AN ANNOUNCEMENT by dairy group Clover yesterday that it was closing South Africa’s biggest cheese production plant in Lichtenburg in North West, because of poor service delivery by the local municipality, has raised the concern of investors.
The group said it had incurred large losses because of long-standing water and electricity disruptions, as well as impassable roads, and would move operations to Queensburgh in Durban, leading to the loss of more than 300 jobs and costs of up to R1.5 billion.
The loss of jobs is a blow. South Africa’s unemployment rate rose to a 13-year high after ticking up slightly to 32.6 percent in the first quarter, from 32.5 percent in the fourth quarter of last year, data from Statistics South Africa this week showed. This was the highest unemployment rate since 2008 during the global financial crisis.
Clover said: “This has negatively impacted production, which requires a continuous process, and it is no longer feasible for the business to operate in Lichtenburg.”
It said despite consultations with the Ditsobola Local Municipality, its production, particularly the treatment and pasteurisation of milk, was continuously affected. “Hopefully, this is not going to be a trend of companies being affected by poor service delivery. It brings to mind a similar problem poultry producer Astral faced in Standerton,” said Steve Meintjes, the head of research at Momentum Securities.
But the General Industrial Workers Union of South Africa (Giwusa), which represents workers at Clover, was aghast at the move and said not only had it not been consulted by the company to engage with the municipality, but it was part of a restructuring process endorsed by the Competition Commission through a ruling made in September 2019.
Giwusa’s national organiser, Charles Phahla, said the union looked forward to engaging with Clover soon on this issue, as well as on other issues.
“Lichtenburg is a small, dismal town. Jobs are desperately needed there,” Phahla said.
He said the union had unsuccessfully challenged the company’s decision to restructure and set up three super structures in Clayville, Gauteng, Port Elizabeth and Bloemfontein, all of which would be heavily automated and therefore reduce the prospects of employment creation.
“We will be consulting with them shortly so that we can try to protect jobs, and at the very least have people transferred to areas where they continue with employment, save for those who cannot relocate and opt for voluntary retrenchment,” Phahla said.
Clover is not the only company whose operations have been disrupted by poor service delivery.
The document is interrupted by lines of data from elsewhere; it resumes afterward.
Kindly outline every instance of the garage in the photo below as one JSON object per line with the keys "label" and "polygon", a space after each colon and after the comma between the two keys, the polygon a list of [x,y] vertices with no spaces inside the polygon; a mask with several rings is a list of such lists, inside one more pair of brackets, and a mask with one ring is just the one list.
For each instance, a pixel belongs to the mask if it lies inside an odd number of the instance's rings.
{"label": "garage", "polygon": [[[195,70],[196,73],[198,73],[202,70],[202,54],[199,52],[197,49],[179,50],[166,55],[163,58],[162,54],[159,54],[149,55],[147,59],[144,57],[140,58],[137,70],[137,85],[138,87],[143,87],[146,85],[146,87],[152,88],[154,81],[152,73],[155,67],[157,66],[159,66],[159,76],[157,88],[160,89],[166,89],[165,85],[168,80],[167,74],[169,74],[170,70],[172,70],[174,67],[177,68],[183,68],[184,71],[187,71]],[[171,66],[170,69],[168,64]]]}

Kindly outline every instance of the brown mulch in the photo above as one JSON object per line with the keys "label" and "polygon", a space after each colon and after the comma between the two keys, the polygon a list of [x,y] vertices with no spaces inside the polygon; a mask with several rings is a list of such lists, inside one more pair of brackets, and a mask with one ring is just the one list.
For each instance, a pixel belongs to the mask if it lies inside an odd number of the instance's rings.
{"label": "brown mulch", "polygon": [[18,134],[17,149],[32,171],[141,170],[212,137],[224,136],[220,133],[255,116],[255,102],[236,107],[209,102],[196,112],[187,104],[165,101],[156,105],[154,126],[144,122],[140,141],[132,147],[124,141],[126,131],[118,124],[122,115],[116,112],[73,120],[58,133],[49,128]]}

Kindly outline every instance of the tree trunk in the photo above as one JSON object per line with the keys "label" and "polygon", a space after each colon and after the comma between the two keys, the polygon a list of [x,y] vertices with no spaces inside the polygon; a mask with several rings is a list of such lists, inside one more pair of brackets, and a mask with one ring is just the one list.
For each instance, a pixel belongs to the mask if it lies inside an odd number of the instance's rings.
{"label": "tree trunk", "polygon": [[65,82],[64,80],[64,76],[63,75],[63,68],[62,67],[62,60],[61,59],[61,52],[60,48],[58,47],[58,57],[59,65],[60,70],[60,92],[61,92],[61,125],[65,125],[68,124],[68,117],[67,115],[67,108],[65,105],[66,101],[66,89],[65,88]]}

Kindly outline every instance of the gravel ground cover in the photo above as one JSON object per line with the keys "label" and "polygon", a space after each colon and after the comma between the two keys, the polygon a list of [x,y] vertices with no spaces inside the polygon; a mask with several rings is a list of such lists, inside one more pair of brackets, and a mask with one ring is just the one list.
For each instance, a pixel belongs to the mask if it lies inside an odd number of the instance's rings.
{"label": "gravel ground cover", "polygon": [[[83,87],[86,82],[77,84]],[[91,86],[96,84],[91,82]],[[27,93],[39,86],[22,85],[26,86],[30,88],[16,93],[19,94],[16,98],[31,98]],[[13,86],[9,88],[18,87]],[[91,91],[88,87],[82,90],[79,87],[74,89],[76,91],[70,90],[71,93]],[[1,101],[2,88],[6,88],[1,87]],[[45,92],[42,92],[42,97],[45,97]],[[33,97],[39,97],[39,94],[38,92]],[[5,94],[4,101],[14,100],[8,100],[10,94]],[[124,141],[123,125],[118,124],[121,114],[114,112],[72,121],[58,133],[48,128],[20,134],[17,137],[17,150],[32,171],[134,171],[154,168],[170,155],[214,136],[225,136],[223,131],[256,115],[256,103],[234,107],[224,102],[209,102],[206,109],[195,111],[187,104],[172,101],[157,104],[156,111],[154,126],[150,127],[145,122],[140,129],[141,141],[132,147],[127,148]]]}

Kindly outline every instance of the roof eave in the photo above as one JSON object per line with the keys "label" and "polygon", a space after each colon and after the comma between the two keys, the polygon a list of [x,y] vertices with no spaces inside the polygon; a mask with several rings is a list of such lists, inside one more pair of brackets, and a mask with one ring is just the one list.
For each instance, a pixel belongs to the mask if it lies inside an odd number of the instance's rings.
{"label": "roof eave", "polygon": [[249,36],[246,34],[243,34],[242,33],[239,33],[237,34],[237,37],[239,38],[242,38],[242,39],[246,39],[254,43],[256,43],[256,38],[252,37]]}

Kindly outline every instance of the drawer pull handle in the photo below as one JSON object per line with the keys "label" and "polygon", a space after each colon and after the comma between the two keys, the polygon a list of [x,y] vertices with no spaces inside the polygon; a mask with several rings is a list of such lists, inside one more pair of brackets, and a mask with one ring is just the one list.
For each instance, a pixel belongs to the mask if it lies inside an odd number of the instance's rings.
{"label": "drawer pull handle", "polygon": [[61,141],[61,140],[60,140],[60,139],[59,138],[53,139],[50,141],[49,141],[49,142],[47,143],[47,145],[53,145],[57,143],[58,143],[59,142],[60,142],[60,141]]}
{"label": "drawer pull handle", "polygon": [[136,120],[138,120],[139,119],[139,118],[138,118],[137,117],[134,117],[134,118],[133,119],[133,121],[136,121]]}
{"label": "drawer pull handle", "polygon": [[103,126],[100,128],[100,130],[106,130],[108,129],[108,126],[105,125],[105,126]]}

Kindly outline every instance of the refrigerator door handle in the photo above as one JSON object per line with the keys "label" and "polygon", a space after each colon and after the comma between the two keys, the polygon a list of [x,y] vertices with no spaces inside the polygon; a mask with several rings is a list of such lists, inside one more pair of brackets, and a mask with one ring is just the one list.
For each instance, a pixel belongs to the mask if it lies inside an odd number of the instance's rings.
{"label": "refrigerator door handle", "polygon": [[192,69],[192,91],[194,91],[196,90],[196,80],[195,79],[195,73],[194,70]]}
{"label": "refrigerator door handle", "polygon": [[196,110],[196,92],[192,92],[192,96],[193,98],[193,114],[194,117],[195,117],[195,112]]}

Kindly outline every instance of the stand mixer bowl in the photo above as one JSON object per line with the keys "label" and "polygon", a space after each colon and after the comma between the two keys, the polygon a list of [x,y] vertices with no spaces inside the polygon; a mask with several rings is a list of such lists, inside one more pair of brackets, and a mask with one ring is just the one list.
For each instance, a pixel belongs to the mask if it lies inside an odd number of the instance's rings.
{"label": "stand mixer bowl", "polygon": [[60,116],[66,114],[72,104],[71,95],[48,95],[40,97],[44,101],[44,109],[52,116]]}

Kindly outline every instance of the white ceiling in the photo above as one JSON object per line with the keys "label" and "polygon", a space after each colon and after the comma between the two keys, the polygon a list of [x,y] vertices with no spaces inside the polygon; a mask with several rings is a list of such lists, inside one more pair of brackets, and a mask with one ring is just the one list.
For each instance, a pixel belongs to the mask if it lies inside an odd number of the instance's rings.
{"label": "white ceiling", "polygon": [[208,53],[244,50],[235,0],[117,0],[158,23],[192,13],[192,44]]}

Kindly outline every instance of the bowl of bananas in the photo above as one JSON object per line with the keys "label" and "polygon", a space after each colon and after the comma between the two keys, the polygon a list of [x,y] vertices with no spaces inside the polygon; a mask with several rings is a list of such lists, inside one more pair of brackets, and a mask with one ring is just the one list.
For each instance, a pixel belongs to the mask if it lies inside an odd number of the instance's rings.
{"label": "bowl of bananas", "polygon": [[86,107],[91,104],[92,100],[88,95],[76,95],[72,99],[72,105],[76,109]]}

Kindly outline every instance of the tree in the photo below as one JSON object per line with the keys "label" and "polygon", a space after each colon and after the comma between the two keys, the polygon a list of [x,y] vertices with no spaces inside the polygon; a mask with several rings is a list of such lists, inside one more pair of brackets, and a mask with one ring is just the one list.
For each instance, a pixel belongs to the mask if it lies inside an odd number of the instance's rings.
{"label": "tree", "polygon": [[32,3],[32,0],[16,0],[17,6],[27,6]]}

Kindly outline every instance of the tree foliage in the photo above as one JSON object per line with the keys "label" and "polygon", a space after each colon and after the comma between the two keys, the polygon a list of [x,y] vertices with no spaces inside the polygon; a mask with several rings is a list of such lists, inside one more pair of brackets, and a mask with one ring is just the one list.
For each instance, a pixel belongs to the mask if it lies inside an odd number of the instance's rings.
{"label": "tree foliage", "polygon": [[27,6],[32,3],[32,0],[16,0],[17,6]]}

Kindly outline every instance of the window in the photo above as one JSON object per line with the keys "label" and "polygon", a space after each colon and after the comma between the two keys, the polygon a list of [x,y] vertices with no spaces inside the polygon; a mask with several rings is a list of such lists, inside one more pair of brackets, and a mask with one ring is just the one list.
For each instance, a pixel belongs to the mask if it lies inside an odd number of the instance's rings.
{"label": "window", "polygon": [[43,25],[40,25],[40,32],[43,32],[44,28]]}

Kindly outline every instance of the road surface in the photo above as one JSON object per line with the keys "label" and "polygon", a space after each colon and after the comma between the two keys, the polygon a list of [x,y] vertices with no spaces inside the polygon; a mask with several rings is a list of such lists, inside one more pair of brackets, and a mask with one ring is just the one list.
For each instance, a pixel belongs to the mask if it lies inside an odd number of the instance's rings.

JSE-listed poultry producer Astral in April succeeded in obtaining a high court order against the national government and the National Treasury because of the non-delivery of basic services faced by businesses and the community living within Lekwa or Standerton Municipality.
The impasse with the municipality with regard to the supply of water and electricity has caused major disruptions at Astral’s operations in Standerton, which Astral has repeatedly flagged since 2018.
The government will now intervene in Lekwa Municipality and, together with the Treasury, prepare a financial recovery plan as contemplated in the Municipal Finance Management Act, according to the order.
The order also allows Astral to approach the court again for further relief if it is of the view that the financial recovery plan is not being implemented.